Thursday, April 30, 2009

Bark, Saucers and Barns

I love tree bark. I know, it sounds a little bit like "I love lamp", but I do. (BTW Areli didn't know where "I love lamp" came from. Do you?) I love the texture and with these particular Birch trees (I think that's what it is) you get some very interesting detail and colors. These trees are part of the landscaping at the new Holston Medical Group office building. I was photographing them after I was picking up my hearing test results today and I locked myself out of my car. I called Areli to come pick me up and took some pictures in the mean time. Meanwhile, I am deaf and need hearing aids, but that is another story. I also took the following pictures of the log cabin barn and hub-cap on a fence post (VW).

I am always asking Areli, as we drive around East Tennessee, if she notices this, or knows what that is, or why do they do that. She rarely sees, or notices or knows. I wonder what she is spaced out on while I am driving and why she doesn't possess an adequate knowledge of farm handy craft and methods. But, never-the-less, one day I asked her if she knew why there were coffee cans on top of the wooden fence post we were driving past. She didn't know so I proceeded to tell her it was to keep the rain from running down inside the post and rotting it out. Other methods are to cut the top of the post off at a slant, use a flat rock or cap it by some other means. Today I found a fence post with a Volkswagen hub-cap nailed to the top. I liked this method but it does not seem as economical as a flat rock. I mean, how many Volkswagens were in Tennessee when they were building barns from rough hewn logs in the stile of a log cabin? I also wonder if she really appreciates my practical knowledge or just feels degraded by my feeble attempts to impress her by poking pin-holes in her self esteem. Which leads me to- if you look close you can see my reflection in the edge of the hub-cap. It's like I've been abducted by the alien mother ship and my distorted visage is last thing anyone will ever see of me. The latter is probably my best assessment in this whole paragraph.

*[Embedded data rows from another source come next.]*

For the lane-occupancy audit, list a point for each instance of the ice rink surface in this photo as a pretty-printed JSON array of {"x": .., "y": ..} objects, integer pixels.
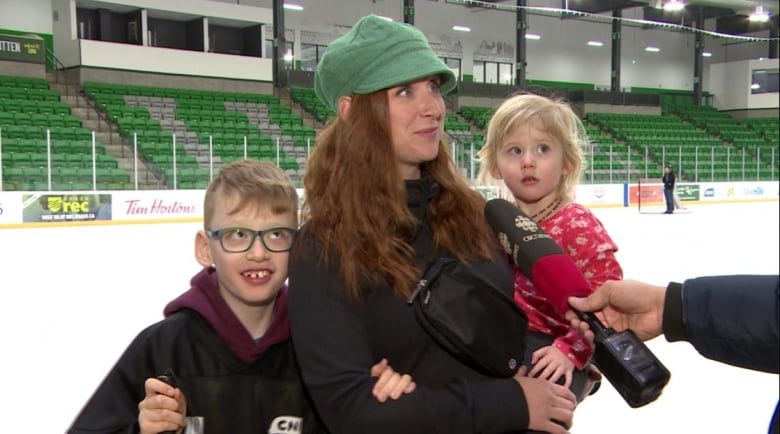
[{"x": 76, "y": 296}]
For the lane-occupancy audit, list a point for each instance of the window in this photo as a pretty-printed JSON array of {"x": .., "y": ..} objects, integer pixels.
[
  {"x": 311, "y": 55},
  {"x": 764, "y": 81},
  {"x": 493, "y": 72},
  {"x": 453, "y": 64},
  {"x": 269, "y": 48}
]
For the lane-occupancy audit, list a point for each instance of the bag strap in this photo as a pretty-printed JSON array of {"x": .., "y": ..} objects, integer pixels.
[{"x": 430, "y": 273}]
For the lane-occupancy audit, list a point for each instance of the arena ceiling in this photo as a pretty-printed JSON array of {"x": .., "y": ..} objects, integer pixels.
[{"x": 731, "y": 15}]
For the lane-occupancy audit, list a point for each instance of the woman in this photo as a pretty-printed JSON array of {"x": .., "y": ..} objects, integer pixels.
[{"x": 382, "y": 201}]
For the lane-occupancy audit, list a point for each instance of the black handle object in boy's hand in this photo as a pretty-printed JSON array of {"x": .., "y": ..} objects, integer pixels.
[
  {"x": 622, "y": 357},
  {"x": 169, "y": 378}
]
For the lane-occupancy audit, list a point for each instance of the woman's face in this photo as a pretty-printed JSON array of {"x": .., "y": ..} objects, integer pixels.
[{"x": 416, "y": 112}]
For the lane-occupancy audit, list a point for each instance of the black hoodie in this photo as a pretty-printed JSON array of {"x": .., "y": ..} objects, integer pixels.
[{"x": 231, "y": 383}]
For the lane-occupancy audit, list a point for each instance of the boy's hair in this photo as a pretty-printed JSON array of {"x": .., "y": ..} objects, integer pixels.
[
  {"x": 255, "y": 183},
  {"x": 554, "y": 116}
]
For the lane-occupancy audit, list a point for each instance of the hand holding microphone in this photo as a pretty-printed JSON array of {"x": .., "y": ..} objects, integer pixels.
[{"x": 625, "y": 360}]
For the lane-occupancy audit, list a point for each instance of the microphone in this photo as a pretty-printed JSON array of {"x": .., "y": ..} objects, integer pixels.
[{"x": 622, "y": 357}]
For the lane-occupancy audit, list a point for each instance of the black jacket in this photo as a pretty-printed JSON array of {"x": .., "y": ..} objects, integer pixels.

The sign on the door is posted by the insurance company offering a one thousand dollar reward for information leading to the arrest and conviction of anyone vandalizing this property. The property stands adjacent the new medical building which you can see blurred to the left of the image. Why it is still standing in the first place is probably a matter of historic disposition. I would love to take it apart and restore it in another location... another story. The barn, as you can see, is completely charred on this side, but not on the others, and the door was probably added again after that. I'd say more than ten or fifteen years ago and since the seventies when the Volkswagen Beetle was first popular. Who knows? It was probably in use still around that time and most of the development probably came after, the tools and implements still appear to be inside along with the mummified, now hairless, remains of a rodent, probably a musk rat (I have a picture if you ask). Now only the pasture is used and that for a lone red horse, wet and matted by the recent rain and humidity. It wouldn't come to the fence so I refused to photograph it with my macro lens. In the future, please use this illustration to explain the mechanism of chinking logs the next time the subject comes up with your spouse.

Thursday, April 23, 2009

Following Father



We often expect our children to follow us into strange places. Last Saturday, the family and I were out on on of our East Tennessee excursions, following the the narrow mountain roads around hill and dale to see-what-we could see. I guess it is my grown up version of traipsing through the woods that I remember so fondly doing as a boy. I loved to walk in the woods. But, I was never pretentious enough to call it a hike. It was always too unofficial for me and I assumed it required hiking boots and a pack piled high with provisions and paraphernalia. Only lately have I dared to call them hikes, or as Areli like to coin them, "death-hikes". Well, needless to say, no one has ever died on one. Maybe a bug-bite or scrape, but definitely no death.

In fact, they are life to me. They are the life I share with my children. I always see in the future. In this instance I am envisioning Mammaw Hailey laying in bed next to her grand children and telling them fanciful and captivating stories of how her wild and adventurous father led them through timber and train tracks in search of fairy houses and mysterious waterfalls. Wide-eyed the wee ones peer into the darkness of their imagined yester-year when Great-Papa Jon roamed the earth with a whittled walking stick in hand and camera at the ready; packing little Emma on his hip while fishing Abby out of the creek. Then wading with all three in tow, knee-deep into the babbling brook and dare I say it, into the tunnel with the dark slippery mud signed by raccoon and littered with cobble. Listen over-head as the train rumbles down the Clinchfield Rail Line. Great Grandma Areli could be heard laying on the horn as the noise from the train subsides and we ran splashing and slipping in the dark mud, out of the tunnel and up the spring planted weedy banks of the creek to the CRV. "Where have you been? You said five minutes" Great Grandma says. "Sorry, we found a magical water-fall and had to explore it", replies Great-Papa Jon.